With all the grasping for faith, love, and validation, there’s a lot here for such a quiet, earnest book, but Lee keeps it moving with a modest plot. A shadowy figure from the past blows into town, raising the stakes and threatening to upend Yadin and Jeanette’s paper empire. Characters are introduced in their diminished present, then given backstories via Ghost of Christmas Past-style flashbacks. While beautifully rendered, the revelations are grim. Among the hushed sadnesses of family businesses, inherited property, and marriages of convenience, even the most seemingly compatible people are irreconcilable in their damage and yearnings. Revisiting his past, Yadin recognizes the massive consequences of seemingly minor events, and how easily he could have spared himself a harsh adulthood. In his characters’ interactions, Lee presents the debilitating reality that all relationships are, in some sense, parasitic.

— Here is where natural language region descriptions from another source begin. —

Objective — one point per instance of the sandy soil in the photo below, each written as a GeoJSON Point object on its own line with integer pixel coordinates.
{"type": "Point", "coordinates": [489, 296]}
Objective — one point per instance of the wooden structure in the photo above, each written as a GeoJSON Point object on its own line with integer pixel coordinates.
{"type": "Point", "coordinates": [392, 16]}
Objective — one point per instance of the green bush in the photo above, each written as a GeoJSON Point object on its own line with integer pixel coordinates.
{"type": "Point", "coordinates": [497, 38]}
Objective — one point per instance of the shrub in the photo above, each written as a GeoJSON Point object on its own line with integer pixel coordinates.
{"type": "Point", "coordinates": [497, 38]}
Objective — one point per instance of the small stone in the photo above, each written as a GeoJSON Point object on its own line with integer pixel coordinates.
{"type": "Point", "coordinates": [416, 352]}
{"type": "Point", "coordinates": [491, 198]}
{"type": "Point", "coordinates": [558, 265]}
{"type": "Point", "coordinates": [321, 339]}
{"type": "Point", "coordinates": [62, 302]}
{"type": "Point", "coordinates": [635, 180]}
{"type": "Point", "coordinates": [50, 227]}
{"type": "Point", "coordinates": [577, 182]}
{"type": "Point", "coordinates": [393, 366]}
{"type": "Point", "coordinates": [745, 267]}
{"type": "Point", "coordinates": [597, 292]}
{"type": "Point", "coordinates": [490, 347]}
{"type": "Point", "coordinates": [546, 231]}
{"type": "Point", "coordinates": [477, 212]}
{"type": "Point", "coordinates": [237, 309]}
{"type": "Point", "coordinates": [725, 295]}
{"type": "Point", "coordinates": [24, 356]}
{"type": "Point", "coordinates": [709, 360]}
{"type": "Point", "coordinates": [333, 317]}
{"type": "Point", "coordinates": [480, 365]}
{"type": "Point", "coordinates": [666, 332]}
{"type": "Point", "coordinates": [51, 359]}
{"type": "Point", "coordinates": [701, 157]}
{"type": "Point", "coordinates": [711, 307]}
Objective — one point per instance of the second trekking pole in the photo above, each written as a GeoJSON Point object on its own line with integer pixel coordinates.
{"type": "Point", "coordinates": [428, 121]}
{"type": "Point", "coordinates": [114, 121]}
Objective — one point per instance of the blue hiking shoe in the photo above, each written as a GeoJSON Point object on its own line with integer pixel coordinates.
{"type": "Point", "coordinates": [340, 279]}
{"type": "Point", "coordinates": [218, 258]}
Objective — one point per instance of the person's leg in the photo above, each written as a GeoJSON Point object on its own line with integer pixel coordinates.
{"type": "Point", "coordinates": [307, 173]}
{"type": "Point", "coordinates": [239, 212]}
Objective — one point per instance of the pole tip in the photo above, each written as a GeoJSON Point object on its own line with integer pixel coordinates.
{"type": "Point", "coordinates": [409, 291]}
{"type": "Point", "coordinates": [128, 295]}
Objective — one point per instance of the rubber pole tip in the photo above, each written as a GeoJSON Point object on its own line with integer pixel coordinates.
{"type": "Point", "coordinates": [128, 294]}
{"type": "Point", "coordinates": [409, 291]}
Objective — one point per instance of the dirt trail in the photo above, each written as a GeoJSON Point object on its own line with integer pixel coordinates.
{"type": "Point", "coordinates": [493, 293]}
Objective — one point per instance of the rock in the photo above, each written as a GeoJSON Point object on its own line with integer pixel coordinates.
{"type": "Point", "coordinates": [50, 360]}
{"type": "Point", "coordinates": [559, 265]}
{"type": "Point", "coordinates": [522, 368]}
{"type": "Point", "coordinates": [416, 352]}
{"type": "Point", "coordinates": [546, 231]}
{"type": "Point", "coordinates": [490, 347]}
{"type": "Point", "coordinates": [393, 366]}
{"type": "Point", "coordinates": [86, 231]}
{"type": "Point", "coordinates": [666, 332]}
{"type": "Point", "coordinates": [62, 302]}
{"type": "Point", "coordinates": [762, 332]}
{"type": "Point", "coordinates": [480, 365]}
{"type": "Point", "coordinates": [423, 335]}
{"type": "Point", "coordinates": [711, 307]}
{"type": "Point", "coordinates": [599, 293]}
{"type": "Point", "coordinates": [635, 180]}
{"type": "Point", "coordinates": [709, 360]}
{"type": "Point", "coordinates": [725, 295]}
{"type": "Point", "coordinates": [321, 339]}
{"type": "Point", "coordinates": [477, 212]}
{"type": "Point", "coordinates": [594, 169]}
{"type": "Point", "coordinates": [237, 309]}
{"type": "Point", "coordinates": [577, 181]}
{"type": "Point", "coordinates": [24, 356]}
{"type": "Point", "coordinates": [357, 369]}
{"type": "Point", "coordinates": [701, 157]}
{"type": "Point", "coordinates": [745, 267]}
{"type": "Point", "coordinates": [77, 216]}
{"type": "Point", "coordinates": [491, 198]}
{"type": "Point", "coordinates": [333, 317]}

The book struggles in its portrayal of music. Like Nick Hornby’s Juliet, Naked and Rob Yardumian’s The Sound of Songs Across the Water, it relies on the poignancy of visceral ballads that don’t actually exist. Like Hornby and Yardumian, Lee transcribes the lyrics in their bare form, which is, of course, only part of the equation. Yadin seems oddly inarticulate for a supposedly great songwriter, especially one with so much material at his disposal.

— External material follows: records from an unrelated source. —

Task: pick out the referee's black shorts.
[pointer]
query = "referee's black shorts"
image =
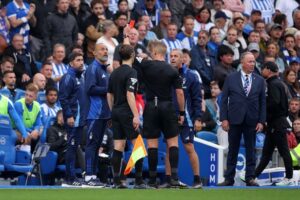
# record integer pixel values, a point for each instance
(122, 125)
(159, 119)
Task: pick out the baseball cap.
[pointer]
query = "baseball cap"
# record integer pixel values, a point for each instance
(295, 60)
(221, 14)
(271, 66)
(255, 11)
(253, 47)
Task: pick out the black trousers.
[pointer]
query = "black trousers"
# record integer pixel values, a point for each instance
(276, 137)
(234, 137)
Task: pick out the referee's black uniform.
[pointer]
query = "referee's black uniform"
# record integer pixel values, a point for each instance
(277, 112)
(159, 78)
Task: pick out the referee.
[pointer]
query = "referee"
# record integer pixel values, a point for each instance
(159, 115)
(125, 117)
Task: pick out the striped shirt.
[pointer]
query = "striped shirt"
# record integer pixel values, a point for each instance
(171, 44)
(14, 10)
(265, 6)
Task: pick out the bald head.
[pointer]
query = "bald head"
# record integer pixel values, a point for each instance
(39, 80)
(176, 58)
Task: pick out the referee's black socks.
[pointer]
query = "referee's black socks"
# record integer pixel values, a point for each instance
(173, 158)
(116, 164)
(152, 161)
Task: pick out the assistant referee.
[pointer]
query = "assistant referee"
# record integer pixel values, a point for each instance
(159, 115)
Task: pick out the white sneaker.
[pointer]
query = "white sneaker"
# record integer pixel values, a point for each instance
(286, 182)
(243, 176)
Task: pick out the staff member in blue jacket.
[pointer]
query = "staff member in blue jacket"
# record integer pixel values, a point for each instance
(71, 97)
(96, 85)
(193, 113)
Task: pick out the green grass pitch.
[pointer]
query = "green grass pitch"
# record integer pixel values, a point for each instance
(175, 194)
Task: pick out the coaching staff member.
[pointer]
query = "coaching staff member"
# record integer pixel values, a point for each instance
(243, 111)
(277, 112)
(125, 117)
(159, 115)
(71, 97)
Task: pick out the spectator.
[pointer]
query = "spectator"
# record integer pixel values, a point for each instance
(24, 67)
(29, 110)
(150, 34)
(150, 8)
(294, 107)
(98, 112)
(221, 21)
(232, 42)
(81, 11)
(203, 62)
(47, 70)
(265, 6)
(234, 5)
(275, 33)
(224, 68)
(50, 108)
(170, 41)
(218, 5)
(255, 15)
(193, 8)
(140, 51)
(55, 33)
(9, 80)
(57, 138)
(109, 30)
(20, 14)
(239, 25)
(7, 64)
(287, 9)
(188, 36)
(40, 81)
(202, 21)
(273, 51)
(94, 28)
(71, 96)
(291, 80)
(296, 129)
(120, 20)
(4, 24)
(289, 50)
(161, 28)
(37, 45)
(59, 68)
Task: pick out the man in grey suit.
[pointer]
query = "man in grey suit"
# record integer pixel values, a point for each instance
(243, 112)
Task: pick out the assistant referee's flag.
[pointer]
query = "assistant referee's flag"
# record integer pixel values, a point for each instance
(138, 152)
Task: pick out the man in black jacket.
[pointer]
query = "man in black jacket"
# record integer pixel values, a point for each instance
(60, 27)
(277, 112)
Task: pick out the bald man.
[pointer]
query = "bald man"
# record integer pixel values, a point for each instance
(133, 37)
(40, 80)
(96, 85)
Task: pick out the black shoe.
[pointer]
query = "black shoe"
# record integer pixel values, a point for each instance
(177, 184)
(120, 185)
(252, 182)
(197, 185)
(226, 183)
(152, 185)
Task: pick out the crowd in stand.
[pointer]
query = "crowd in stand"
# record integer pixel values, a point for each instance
(37, 37)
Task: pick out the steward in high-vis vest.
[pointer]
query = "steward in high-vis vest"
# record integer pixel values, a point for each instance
(29, 111)
(7, 109)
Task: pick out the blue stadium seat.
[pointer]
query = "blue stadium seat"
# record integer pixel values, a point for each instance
(208, 136)
(7, 145)
(50, 121)
(41, 97)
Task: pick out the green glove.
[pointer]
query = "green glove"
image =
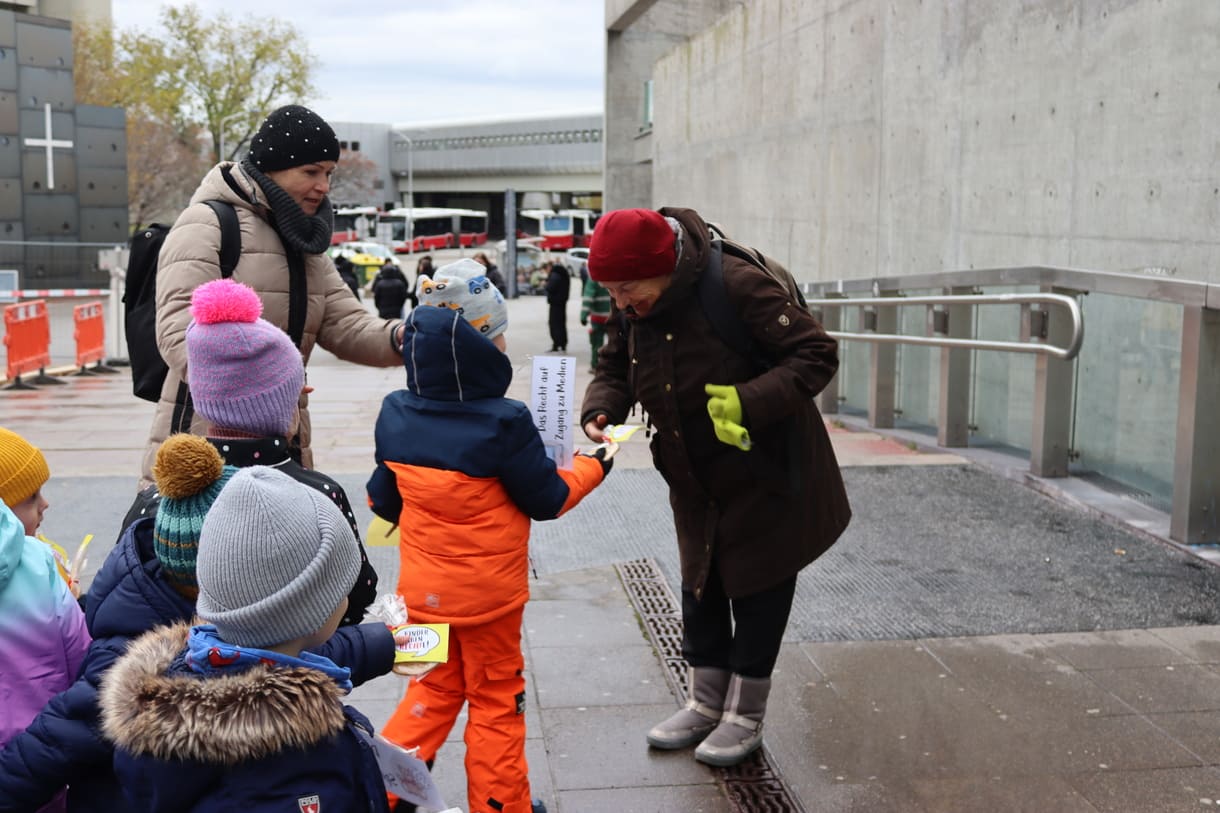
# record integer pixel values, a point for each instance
(725, 408)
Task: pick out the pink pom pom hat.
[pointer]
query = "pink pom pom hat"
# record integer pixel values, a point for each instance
(244, 372)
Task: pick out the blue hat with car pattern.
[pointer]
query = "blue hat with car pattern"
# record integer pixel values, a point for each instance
(462, 286)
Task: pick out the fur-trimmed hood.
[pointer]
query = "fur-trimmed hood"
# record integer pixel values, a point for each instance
(148, 708)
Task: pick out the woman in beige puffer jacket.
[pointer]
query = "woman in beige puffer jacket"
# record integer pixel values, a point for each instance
(279, 193)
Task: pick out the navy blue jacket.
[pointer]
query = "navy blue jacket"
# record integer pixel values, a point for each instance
(129, 596)
(270, 737)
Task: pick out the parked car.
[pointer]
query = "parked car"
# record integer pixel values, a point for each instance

Against the backdrop of blue-collar warfare Yadin’s friends find his devotion to music trite, and the urgency of a literary novel like Lonesome Lies Before Us may be similarly questioned in our current moment. But virtually of its themes — generational divide, working-class anxiety, the implications of local politics on our way of life — seem intensely vital if not outright prescient. The haunted residents of Rosarita Bay are united by their lack of control, and knowing better than to wish for escape hope merely for consolation. “Yadin had never been happy, and didn’t know if he ever could be,” the narrator proclaims in Lee’s frank eminence. “The best he had ever managed was not to be miserable.” Desperate for grace and solace on anyone’s terms, he finds it in one-sided conversations with his long-dead brother.
It’d be easy to label Lonesome Lies a tragedy, but I think that implies a fall from grace or a fatal error. If Lee’s passive, ghostly characters have a fatal error it’s that they can hardly be called actors at all, ambivalent participants in wavering deviations from the status quo. In wars of attrition, Lonesome Lies finds, there are no winners.